1. Background and Foundations

The need for an integral theory is great today, as our world and its peoples have become fragmented and divided. This began with the Age of Enlightenment (about 300 years ago).

First let's look at the good news: Since the Enlightenment the modern worldview has flourished, leading to new freedoms and possibilities, and breakthroughs in diverse fields such as science, the arts and statecraft. The power of the modern worldview is that, by giving art, morals and science the freedom to pursue their own goals on their own terms, we have allowed all three to evolve more fully, leading to an increase in quality of life. That's the good news. But the bad news is that this differentiation has spun out of control into dissociation, and our central task today is to heal the wounds of a fragmented world.

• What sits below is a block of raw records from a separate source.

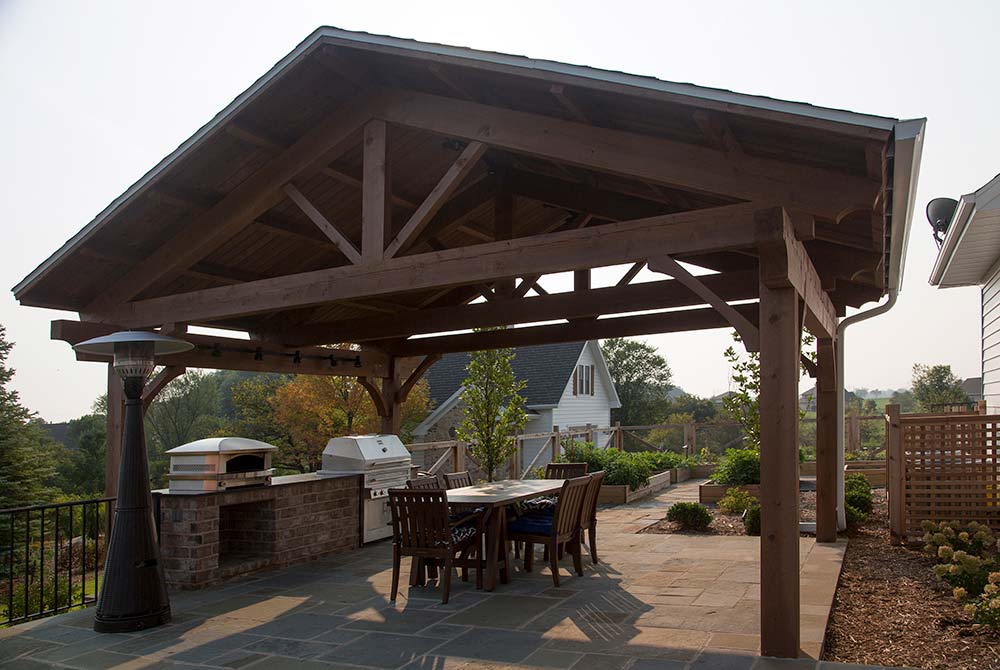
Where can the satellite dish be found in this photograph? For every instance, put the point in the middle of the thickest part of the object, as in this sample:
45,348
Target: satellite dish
939,213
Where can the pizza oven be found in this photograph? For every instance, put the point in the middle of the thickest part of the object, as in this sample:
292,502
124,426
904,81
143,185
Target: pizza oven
219,463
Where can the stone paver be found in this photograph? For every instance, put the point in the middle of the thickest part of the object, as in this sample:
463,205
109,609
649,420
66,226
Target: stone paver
654,602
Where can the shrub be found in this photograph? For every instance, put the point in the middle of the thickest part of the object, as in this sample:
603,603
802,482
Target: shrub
985,609
751,520
738,468
736,501
690,516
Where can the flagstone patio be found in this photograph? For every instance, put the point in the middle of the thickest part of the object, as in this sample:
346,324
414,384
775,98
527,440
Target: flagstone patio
654,601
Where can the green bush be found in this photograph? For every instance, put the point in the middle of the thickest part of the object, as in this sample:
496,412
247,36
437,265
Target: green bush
738,468
690,516
751,520
736,501
621,468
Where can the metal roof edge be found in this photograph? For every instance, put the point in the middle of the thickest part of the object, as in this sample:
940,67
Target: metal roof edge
908,145
610,76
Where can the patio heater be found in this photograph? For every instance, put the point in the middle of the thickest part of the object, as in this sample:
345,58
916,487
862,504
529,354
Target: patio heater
133,592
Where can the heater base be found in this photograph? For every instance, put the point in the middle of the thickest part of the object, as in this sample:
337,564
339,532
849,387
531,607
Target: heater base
131,624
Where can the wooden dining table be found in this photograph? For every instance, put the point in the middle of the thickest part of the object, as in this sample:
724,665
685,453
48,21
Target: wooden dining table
495,497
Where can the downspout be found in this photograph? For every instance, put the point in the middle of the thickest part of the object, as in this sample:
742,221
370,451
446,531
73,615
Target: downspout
849,321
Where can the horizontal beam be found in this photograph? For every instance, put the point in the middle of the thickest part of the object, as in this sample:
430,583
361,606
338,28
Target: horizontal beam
626,326
700,231
226,353
508,311
785,262
816,190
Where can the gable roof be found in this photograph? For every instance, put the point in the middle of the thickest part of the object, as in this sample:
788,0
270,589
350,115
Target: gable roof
546,368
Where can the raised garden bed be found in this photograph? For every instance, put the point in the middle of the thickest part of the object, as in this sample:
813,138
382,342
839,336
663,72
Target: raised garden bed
700,471
709,494
620,495
874,471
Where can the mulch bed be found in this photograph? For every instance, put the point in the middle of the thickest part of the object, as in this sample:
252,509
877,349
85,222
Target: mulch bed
890,609
730,524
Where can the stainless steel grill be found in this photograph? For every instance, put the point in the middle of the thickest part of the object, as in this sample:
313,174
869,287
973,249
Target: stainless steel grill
384,463
219,463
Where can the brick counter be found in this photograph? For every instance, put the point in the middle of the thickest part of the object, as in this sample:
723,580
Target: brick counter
209,538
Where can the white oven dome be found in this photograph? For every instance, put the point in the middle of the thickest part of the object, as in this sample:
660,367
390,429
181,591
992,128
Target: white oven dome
221,445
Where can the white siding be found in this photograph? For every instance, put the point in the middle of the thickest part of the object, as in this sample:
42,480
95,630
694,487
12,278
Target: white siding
991,343
579,410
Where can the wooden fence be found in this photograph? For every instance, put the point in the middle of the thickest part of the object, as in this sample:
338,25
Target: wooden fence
941,467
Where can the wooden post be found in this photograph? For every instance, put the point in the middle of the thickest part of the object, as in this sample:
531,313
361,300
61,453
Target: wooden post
115,425
376,187
826,441
853,433
894,472
690,435
779,471
392,420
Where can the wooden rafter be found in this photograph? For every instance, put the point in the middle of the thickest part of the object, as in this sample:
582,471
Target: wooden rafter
632,272
785,262
703,231
665,294
437,197
404,389
224,353
626,326
819,191
254,196
331,231
748,332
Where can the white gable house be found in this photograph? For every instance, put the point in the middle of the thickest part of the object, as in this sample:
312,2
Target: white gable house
568,385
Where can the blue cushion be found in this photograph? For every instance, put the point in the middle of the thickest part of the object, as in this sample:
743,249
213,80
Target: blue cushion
531,525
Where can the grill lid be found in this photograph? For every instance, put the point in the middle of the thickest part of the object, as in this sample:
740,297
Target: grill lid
221,445
358,453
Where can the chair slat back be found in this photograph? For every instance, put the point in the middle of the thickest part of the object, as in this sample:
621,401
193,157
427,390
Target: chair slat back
420,518
566,520
425,483
457,480
565,470
589,510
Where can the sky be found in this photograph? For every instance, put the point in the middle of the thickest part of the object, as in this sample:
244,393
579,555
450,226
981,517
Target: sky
96,93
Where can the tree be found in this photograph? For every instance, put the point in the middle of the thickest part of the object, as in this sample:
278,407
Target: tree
641,377
936,385
493,410
744,403
81,472
186,410
312,409
26,472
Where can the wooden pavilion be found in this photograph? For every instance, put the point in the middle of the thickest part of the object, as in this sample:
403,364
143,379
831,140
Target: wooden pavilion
367,189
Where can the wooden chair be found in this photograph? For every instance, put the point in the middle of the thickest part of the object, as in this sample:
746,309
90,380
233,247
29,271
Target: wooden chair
427,483
421,529
559,529
457,480
565,470
588,514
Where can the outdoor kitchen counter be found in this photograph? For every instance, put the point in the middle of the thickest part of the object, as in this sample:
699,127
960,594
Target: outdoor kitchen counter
211,537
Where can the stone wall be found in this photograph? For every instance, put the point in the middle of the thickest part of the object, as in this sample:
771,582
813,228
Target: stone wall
296,519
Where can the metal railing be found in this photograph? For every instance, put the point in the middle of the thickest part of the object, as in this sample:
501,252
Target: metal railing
51,557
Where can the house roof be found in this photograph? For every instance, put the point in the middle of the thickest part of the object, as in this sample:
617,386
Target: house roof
971,249
546,369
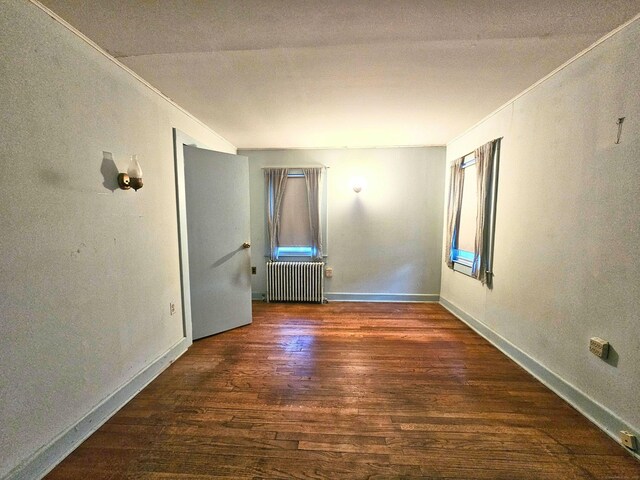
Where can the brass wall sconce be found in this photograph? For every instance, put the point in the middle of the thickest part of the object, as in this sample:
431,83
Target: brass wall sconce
133,177
358,183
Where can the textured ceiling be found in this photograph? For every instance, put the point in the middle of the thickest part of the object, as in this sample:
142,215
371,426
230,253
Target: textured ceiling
267,74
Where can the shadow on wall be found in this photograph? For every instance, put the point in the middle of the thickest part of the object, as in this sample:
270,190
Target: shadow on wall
109,171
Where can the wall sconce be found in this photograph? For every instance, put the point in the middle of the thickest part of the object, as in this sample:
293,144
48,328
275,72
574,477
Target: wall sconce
133,177
358,184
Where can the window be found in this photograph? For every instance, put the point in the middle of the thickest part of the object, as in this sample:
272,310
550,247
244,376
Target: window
463,252
471,212
294,234
296,224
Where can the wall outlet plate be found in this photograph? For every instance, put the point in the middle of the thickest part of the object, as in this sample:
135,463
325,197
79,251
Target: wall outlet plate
629,440
599,347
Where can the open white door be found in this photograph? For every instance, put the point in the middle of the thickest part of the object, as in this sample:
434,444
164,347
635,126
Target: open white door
216,188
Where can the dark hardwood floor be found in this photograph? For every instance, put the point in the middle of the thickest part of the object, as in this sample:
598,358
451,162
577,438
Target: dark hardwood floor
347,391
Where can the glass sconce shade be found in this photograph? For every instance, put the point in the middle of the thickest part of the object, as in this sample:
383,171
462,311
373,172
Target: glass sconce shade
134,170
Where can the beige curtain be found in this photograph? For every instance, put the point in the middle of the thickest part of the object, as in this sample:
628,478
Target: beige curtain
276,180
456,184
484,163
312,177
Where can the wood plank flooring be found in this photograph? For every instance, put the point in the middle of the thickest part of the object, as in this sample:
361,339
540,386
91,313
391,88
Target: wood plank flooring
347,391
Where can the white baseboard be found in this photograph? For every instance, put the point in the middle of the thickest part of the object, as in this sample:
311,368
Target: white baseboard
372,297
601,416
382,297
50,455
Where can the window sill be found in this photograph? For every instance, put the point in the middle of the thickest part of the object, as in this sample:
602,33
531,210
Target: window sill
462,267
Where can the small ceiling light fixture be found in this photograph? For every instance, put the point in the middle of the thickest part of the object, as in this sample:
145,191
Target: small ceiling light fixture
358,184
133,177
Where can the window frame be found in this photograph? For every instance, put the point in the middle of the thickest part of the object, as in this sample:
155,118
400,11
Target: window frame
303,253
463,260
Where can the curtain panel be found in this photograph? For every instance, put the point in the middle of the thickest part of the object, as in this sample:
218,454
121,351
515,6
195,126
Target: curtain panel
276,180
456,185
312,177
484,162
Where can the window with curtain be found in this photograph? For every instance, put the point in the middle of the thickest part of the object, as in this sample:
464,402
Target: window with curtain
293,212
471,212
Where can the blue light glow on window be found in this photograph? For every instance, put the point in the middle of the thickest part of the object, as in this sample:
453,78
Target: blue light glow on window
295,251
462,256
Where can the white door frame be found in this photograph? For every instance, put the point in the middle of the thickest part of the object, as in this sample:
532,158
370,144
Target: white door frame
179,140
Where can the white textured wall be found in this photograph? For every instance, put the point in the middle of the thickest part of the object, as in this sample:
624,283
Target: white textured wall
568,228
86,273
386,239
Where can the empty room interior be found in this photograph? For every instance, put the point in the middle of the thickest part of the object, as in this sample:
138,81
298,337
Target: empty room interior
342,239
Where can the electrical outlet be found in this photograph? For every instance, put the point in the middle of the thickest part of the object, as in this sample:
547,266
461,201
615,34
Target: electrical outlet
599,347
628,440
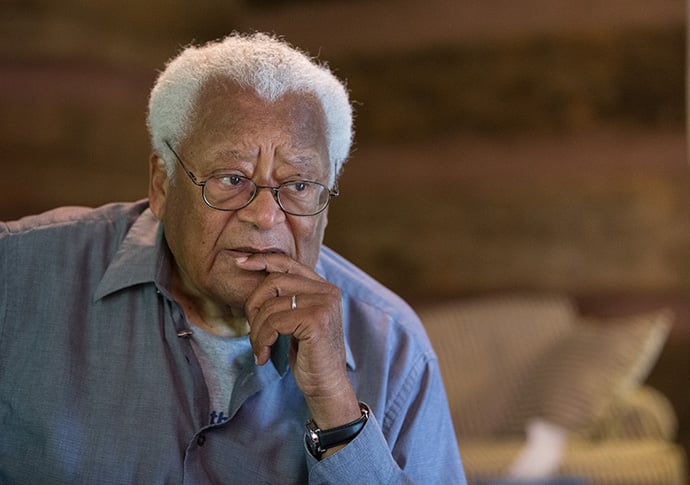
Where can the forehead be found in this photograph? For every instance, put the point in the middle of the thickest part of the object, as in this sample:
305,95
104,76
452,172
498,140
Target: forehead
228,114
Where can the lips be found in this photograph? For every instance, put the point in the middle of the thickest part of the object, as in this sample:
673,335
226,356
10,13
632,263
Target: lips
248,251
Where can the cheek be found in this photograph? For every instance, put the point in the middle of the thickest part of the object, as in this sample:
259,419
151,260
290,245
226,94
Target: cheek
310,239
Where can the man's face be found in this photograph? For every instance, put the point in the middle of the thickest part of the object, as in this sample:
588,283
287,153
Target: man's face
237,132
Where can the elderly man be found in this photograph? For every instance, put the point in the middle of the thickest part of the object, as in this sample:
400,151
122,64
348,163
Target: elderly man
205,335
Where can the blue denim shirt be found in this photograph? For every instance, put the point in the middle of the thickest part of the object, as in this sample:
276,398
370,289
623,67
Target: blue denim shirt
99,385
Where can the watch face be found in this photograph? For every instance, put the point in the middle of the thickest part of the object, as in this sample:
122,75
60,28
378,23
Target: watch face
312,440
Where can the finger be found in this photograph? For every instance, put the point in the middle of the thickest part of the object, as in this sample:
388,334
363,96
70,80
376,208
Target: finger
276,317
275,263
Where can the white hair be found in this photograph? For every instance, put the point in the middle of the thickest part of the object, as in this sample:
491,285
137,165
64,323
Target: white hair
259,61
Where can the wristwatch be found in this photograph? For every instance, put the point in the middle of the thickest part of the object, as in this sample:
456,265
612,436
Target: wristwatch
319,440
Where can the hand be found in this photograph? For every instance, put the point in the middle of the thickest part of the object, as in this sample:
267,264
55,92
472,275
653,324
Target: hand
317,351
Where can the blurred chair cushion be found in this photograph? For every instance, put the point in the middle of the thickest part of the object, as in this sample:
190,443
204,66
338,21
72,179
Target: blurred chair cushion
506,360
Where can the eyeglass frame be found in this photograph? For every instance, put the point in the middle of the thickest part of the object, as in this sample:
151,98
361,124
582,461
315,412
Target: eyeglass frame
334,192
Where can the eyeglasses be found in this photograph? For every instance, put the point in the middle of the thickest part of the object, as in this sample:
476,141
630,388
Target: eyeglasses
229,192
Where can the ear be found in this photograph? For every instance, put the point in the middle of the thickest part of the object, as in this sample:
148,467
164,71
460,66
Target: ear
158,185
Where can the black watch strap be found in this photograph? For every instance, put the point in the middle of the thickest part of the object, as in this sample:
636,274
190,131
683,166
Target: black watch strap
319,440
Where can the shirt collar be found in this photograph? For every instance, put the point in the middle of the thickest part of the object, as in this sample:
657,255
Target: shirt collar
144,257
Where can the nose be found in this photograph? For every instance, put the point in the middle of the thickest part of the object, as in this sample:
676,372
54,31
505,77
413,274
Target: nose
263,211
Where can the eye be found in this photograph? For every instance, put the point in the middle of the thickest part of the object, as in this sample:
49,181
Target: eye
230,180
299,186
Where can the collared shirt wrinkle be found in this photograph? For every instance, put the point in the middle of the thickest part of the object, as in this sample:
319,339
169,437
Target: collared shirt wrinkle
99,382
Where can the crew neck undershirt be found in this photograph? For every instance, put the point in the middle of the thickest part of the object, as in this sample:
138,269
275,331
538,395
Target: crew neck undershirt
222,359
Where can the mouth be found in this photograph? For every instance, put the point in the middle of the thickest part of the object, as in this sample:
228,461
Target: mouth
248,251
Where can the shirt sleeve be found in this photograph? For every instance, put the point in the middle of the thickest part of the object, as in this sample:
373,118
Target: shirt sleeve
417,446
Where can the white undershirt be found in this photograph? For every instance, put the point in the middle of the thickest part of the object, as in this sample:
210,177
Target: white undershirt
222,359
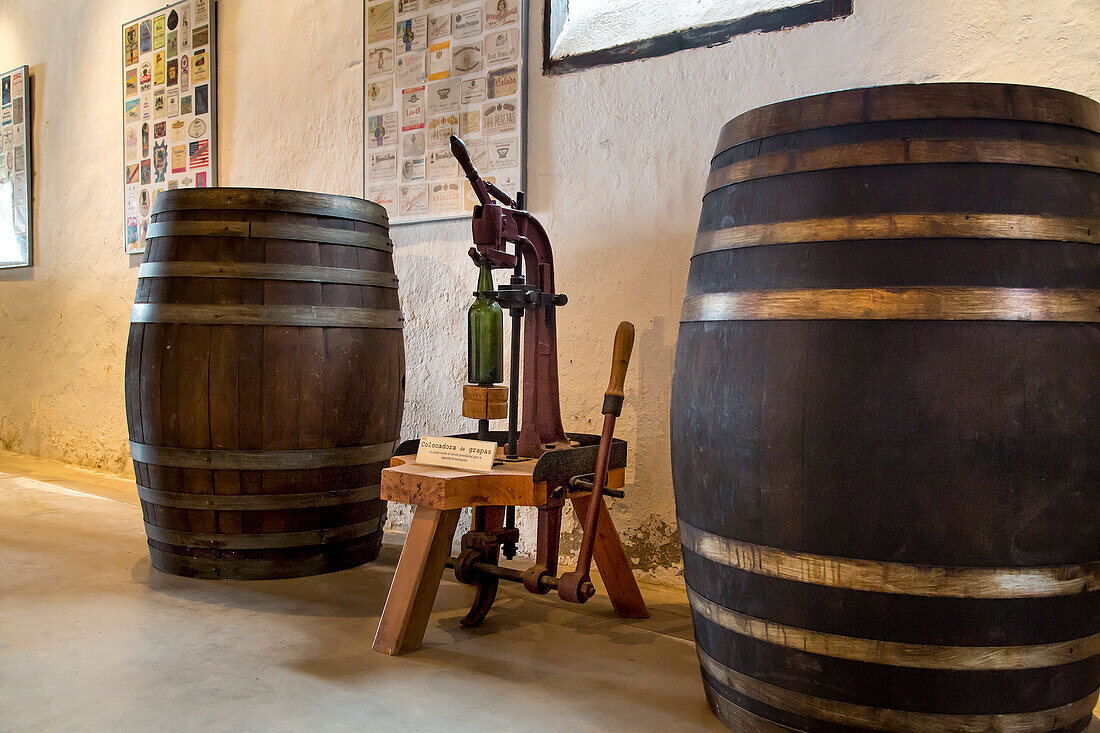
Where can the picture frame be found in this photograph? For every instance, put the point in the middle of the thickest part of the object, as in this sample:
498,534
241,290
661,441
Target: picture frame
17,170
433,68
169,109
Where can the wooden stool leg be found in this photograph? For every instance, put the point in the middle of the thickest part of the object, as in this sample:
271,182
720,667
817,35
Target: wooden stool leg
612,562
419,570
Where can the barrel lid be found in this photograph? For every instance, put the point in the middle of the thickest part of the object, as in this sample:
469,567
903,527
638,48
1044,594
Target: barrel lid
913,101
271,199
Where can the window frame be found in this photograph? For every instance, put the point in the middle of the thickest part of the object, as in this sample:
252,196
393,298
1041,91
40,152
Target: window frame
670,43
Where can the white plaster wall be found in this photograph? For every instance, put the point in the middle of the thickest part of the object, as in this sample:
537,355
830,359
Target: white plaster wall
618,159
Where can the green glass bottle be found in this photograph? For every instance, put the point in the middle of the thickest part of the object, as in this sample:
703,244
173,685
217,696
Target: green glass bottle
485,319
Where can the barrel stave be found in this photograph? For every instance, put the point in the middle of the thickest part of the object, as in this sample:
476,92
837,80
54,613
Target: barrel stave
275,387
883,418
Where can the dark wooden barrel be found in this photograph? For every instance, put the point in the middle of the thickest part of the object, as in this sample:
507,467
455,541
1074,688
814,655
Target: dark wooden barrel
886,413
265,376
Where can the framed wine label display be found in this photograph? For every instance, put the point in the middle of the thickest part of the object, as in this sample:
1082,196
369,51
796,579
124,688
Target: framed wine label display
168,109
17,171
437,68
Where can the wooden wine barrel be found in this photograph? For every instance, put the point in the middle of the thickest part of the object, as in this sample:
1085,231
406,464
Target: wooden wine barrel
886,413
265,375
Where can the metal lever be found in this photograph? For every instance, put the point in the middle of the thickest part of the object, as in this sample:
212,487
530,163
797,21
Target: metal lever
462,155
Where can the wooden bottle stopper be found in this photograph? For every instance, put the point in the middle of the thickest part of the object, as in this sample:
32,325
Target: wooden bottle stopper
484,403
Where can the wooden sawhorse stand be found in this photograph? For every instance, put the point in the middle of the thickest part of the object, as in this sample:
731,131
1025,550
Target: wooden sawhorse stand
440,494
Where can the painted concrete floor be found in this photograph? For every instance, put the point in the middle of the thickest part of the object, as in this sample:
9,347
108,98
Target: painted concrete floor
94,638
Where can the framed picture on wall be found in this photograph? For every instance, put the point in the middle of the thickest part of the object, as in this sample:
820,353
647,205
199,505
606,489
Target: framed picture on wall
17,168
436,68
169,131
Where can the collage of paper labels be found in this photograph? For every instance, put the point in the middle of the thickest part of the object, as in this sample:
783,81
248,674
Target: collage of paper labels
437,68
167,108
14,168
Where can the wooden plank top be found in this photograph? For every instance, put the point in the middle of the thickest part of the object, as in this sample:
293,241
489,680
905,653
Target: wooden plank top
507,484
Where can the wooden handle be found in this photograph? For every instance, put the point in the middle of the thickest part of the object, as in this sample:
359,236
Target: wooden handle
620,359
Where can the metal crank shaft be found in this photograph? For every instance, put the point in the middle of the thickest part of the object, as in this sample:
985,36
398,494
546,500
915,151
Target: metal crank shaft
548,582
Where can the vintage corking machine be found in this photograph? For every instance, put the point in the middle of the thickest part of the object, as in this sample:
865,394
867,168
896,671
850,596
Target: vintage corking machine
540,465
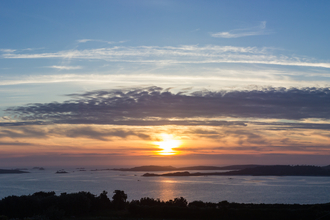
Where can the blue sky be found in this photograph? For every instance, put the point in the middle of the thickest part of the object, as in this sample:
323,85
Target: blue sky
50,50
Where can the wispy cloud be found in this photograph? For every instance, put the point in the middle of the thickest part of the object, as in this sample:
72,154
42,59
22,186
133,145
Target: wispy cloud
186,54
102,41
252,31
7,50
158,106
66,67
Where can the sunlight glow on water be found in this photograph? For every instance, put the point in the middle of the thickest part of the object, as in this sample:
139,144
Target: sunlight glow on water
242,189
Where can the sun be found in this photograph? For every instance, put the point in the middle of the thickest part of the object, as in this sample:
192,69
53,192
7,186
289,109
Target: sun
167,145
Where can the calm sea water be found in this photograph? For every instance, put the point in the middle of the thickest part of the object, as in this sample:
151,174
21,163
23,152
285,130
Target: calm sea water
241,189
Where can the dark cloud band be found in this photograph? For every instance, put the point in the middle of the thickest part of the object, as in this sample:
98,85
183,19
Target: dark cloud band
155,106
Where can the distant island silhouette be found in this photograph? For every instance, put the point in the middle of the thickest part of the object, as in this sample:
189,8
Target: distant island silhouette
8,171
171,168
271,170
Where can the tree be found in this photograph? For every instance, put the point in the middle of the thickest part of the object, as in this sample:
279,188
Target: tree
119,199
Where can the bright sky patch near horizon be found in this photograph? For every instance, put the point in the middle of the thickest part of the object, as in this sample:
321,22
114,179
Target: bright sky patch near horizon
98,83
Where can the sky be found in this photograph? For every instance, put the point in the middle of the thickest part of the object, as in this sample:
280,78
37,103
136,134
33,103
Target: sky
164,82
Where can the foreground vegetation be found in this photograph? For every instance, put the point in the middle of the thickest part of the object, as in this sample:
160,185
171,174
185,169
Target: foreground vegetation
84,205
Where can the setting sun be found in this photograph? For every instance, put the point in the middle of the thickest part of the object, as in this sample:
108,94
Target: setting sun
167,145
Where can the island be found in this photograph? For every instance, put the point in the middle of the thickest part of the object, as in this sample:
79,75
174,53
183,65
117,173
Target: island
271,170
14,171
171,168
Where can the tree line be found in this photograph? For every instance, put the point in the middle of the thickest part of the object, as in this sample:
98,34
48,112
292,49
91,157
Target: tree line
49,206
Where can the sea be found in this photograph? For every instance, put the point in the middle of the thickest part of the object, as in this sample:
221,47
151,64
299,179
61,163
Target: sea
240,189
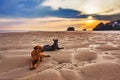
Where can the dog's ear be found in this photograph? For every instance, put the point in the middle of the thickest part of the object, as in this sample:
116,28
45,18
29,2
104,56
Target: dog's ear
35,47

Integral Theory addresses this by providing a framework that is as inclusive as possible. It does so by searching for the underlying principles that seem to at work everywhere all the time and building on those principles as its foundation.

Central to Integral Theory is a recognition of the importance of evolution, and the power of a developmental approach in general to understanding the world. This is perhaps its primary foundation.

Integral Theory studies the process of evolution itself to glean the underlying patterns that are at work. Many important thinkers have contributed to this over the years. Plotinus wrote about the "Great Chain of Being," which Schelling later temporalized. Hegel's dialectical theory explains how history progresses through cycles of thesis, antithesis and synthesis. Today many in the integral community simplify that by simply saying "transcend and include!" because this is exactly what healthy evolution does. It keeps the best of what came before, while rejecting only the parts that were overly partial or incorrect or otherwise incompatible with new conditions or understandings.

Systems theory provides another touchstone for integral theory because it integrates the formal and the empirical by identifying the underlying patterns in all systems, including social and cultural systems ecosystems, markets, what-have-you. In integral theory, systems theory is pressed in to the service of helping to define  evolution in the World.

Related to systems theory, but perhaps even more fundamental, is the concept of "holons," which are entities that contain other holons as parts and that are themselves contained within larger holons.